Once a fashionable location for an office, Glendale has fallen out of favor. The city is losing leases with The Walt Disney Co. and Warner Brothers Entertainment Inc., a total of 300,000 square feet in the first quarter of 2006, so vacancy rates will continue to climb. And while Glendale’s proximity to Pasadena and Burbank still make it an attractive area, the losses will be tough to overcome, even in a good market.


“Unfortunately while Glendale will continue to do to more activity, it won’t be able to outpace the space coming onto the market,” said Bill Boyd, executive vice president and managing director at Grub & Ellis Co.

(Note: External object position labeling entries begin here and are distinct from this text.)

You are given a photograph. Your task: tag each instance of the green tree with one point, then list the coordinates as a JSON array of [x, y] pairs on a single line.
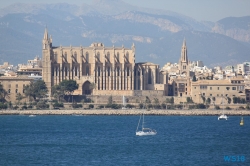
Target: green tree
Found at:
[[36, 90]]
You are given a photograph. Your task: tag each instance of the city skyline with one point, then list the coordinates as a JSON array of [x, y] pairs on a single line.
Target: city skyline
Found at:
[[200, 10]]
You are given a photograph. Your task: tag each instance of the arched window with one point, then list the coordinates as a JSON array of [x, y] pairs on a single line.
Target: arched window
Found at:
[[75, 55], [98, 56], [65, 55], [127, 71], [87, 57], [55, 56], [66, 71], [99, 71], [108, 56], [149, 76], [118, 56], [108, 71], [118, 71], [76, 70], [87, 70], [127, 56]]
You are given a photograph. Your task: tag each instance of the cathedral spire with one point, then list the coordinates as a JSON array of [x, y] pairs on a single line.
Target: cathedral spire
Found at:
[[184, 57], [45, 36], [184, 43]]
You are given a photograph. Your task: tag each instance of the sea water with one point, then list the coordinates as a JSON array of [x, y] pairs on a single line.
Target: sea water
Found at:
[[111, 140]]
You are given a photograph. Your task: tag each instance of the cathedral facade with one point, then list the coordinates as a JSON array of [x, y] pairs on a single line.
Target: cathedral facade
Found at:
[[98, 70]]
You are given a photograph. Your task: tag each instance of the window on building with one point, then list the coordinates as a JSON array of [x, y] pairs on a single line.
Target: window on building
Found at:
[[118, 57], [99, 71], [149, 76], [55, 56], [118, 71], [65, 56], [108, 71], [98, 56], [87, 57], [75, 55], [66, 71]]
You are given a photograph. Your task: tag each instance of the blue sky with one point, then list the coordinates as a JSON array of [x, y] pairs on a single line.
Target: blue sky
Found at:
[[201, 10]]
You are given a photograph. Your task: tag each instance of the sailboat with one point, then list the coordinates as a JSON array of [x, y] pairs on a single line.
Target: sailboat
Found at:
[[124, 102], [144, 131], [223, 116], [241, 121]]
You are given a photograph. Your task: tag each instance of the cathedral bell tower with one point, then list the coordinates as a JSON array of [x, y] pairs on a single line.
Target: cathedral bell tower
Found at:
[[46, 59]]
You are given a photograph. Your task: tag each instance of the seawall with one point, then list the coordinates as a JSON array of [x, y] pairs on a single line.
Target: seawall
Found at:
[[205, 112]]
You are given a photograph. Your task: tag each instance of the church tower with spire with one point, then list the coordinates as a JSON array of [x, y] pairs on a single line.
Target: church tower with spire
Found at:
[[46, 58], [183, 62]]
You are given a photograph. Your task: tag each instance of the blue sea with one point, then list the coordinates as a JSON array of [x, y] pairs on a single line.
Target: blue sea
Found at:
[[111, 140]]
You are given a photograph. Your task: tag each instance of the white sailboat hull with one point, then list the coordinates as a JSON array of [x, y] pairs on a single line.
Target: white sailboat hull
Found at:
[[222, 117], [143, 133]]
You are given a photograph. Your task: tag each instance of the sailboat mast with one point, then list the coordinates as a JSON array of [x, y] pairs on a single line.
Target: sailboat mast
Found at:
[[142, 120]]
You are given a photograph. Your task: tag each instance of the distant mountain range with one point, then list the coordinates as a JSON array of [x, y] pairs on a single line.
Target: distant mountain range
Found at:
[[157, 34]]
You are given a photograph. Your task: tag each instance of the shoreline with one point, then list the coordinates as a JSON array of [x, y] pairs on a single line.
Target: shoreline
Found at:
[[127, 112]]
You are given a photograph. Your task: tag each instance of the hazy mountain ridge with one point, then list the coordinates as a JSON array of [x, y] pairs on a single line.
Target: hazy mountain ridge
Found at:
[[158, 35], [237, 28]]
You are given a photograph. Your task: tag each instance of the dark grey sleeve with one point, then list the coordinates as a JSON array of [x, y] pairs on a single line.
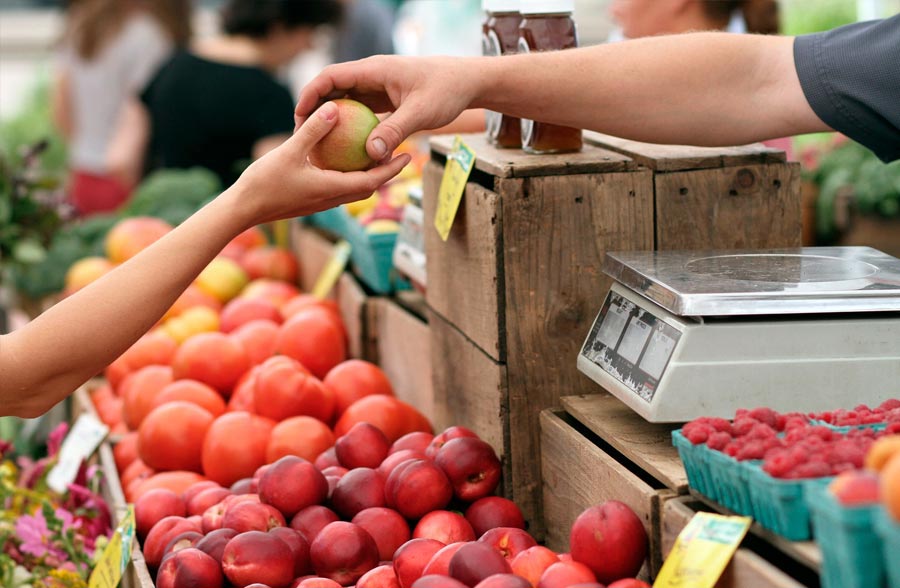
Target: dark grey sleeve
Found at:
[[851, 78]]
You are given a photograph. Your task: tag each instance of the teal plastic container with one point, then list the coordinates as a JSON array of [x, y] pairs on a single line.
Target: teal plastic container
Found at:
[[888, 531], [851, 553]]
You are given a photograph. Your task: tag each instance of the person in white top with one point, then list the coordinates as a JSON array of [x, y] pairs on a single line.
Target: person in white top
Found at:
[[109, 50]]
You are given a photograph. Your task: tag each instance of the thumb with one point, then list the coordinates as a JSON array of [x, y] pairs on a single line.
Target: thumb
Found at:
[[316, 126]]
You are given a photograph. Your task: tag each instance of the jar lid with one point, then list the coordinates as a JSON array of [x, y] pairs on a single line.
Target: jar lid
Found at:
[[547, 6], [500, 5]]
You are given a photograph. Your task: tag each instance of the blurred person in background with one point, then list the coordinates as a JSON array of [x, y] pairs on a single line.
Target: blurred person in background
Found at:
[[219, 103], [109, 49]]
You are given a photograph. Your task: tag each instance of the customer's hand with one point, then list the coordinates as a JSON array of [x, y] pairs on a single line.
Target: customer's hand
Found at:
[[419, 93]]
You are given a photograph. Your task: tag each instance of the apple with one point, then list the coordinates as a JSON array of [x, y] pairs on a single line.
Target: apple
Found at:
[[343, 552], [412, 557], [471, 465], [509, 541], [291, 484], [494, 511], [445, 526], [189, 567], [610, 539], [255, 556], [473, 562], [386, 526], [344, 147]]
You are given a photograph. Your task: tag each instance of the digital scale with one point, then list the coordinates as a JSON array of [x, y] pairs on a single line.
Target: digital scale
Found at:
[[688, 334]]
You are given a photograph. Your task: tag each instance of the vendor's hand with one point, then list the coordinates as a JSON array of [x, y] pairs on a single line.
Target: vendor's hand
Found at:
[[420, 93], [283, 183]]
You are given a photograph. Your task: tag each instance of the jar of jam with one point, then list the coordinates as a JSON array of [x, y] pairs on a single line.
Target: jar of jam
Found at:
[[547, 25], [500, 36]]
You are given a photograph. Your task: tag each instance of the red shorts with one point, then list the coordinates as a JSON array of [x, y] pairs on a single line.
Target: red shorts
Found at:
[[92, 194]]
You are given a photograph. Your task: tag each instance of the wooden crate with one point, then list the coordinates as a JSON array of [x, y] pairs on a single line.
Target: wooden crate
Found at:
[[745, 197], [597, 449], [748, 568]]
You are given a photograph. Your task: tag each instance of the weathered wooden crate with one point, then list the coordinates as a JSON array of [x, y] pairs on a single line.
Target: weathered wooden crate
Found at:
[[755, 563], [597, 449]]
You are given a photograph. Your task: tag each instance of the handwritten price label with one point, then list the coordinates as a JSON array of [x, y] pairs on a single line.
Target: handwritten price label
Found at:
[[460, 162], [702, 551]]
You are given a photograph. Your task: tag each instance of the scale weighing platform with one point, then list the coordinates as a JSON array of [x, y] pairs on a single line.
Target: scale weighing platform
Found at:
[[703, 333]]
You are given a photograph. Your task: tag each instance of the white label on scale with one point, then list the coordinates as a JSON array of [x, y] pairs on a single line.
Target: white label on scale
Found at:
[[633, 342], [657, 355]]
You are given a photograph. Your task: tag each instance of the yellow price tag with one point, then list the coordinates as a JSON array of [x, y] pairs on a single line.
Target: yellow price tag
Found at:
[[115, 557], [460, 162], [332, 270], [702, 551]]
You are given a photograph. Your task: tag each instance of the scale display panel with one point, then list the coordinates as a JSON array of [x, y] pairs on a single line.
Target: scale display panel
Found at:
[[631, 344]]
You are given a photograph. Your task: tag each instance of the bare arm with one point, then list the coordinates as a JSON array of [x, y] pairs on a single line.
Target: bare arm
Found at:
[[44, 361], [698, 88]]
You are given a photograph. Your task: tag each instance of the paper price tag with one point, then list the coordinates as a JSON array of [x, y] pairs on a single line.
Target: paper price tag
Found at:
[[80, 443], [332, 270], [459, 165], [112, 562], [702, 551]]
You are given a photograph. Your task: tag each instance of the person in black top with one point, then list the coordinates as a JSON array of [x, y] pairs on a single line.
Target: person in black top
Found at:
[[218, 104]]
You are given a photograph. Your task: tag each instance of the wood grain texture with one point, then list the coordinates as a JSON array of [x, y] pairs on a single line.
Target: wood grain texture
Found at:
[[556, 230], [668, 158], [742, 207], [465, 273], [648, 445], [469, 387], [577, 474], [403, 344], [515, 163], [746, 570]]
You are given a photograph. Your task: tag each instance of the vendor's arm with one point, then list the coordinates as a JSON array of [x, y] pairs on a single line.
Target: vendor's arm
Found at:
[[44, 361], [701, 88]]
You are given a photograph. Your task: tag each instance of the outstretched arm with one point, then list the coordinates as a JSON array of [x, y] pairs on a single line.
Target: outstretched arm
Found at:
[[698, 88], [44, 361]]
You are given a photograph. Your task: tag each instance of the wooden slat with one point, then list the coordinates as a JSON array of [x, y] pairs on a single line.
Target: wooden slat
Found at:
[[469, 386], [515, 163], [556, 230], [403, 344], [668, 158], [746, 570], [465, 275], [649, 445], [744, 207], [577, 474]]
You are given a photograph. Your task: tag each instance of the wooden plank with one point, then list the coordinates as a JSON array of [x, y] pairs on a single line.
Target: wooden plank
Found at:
[[403, 344], [746, 570], [515, 163], [556, 230], [649, 445], [668, 158], [469, 387], [578, 474], [745, 207], [465, 272]]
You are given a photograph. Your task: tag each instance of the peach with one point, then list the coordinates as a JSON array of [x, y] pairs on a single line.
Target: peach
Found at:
[[445, 526], [363, 446], [357, 490], [386, 526], [258, 557], [473, 562], [343, 552], [610, 539], [494, 511], [189, 567], [344, 147], [412, 557], [291, 484], [313, 519]]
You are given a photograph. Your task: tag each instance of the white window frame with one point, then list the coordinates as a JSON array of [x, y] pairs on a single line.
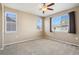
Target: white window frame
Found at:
[[6, 23]]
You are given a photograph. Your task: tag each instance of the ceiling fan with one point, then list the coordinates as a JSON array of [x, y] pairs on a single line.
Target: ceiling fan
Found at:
[[46, 7]]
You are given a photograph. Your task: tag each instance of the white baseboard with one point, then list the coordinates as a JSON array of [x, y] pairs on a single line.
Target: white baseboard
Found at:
[[54, 39], [32, 38]]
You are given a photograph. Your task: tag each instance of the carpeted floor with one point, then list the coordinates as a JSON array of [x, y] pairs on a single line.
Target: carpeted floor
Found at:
[[40, 47]]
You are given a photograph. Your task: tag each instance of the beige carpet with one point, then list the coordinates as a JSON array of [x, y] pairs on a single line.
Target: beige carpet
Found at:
[[40, 47]]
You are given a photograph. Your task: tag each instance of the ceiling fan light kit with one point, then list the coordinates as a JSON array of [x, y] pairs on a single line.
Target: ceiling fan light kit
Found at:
[[45, 7]]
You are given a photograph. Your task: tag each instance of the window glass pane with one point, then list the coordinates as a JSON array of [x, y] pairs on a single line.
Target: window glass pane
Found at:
[[10, 21], [11, 26], [10, 17]]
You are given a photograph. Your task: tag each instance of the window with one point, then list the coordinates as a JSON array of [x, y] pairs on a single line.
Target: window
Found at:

Glendale vacancies fell to 13.9 percent from 15 percent the previous quarter and absorbed more than 69,000 square feet, bumping Class A asking prices up three cents to $2.44 per square foot. Boyd projected that vacancy rates will rise from 13.9 percent to 18 percent soon.


Carl Muhlstein, senior director at Cushman & Wakefield Inc., said there’s a perception that Glendale buildings have smaller floor plates, about 30,000 square feet, while Pasadena’s may start at 40,000. The smaller spaces aren’t attractive to large tenants, as are lower parking ratios.


“They’re just too light for the way people occupy space today,” Muhlstein said.



Burbank boom


In the late 1960s and early 1970s, Glendale was a haven for mid-Wilshire transplants, said Andrew Feola, director at Cushman. The area was attractive to businesses for its proximity to Pasadena, the Ventura Freeway and corporate housing.


Since then, Burbank’s market has taken off, fueled by the entertainment industry. The mid-Wilshire businesses have relocated to other states, merged with other companies or simply not needed the space anymore, Feola said.


With Burbank and Pasadena vacancies in the single digits, Tri-Cities brokers say it’s only a matter of time before rental business overflows back to Glendale.


Muhlstein suggested that the situation should quickly pick up for the Glendale market “now that Burbank and Pasadena are as tight as a drum.” Neither Glendale nor Pasadena has any office space under construction. Burbank has 414,200 square feet under construction, but the entire project is committed, part of it to Disney, which is vacating Glendale.


EarthLink Inc. and NeoPets Inc. made two of the most significant fourth-quarter deals.


EarthLink Inc.’s renewed its lease of 110,000 square feet at 2947 Bradley St. in Pasadena. Glendale-based NeoPets, owned by Viacom Inc.’s MTV Networks Co., leased 20,000 square feet at 450 N. Brand Blvd. for five years.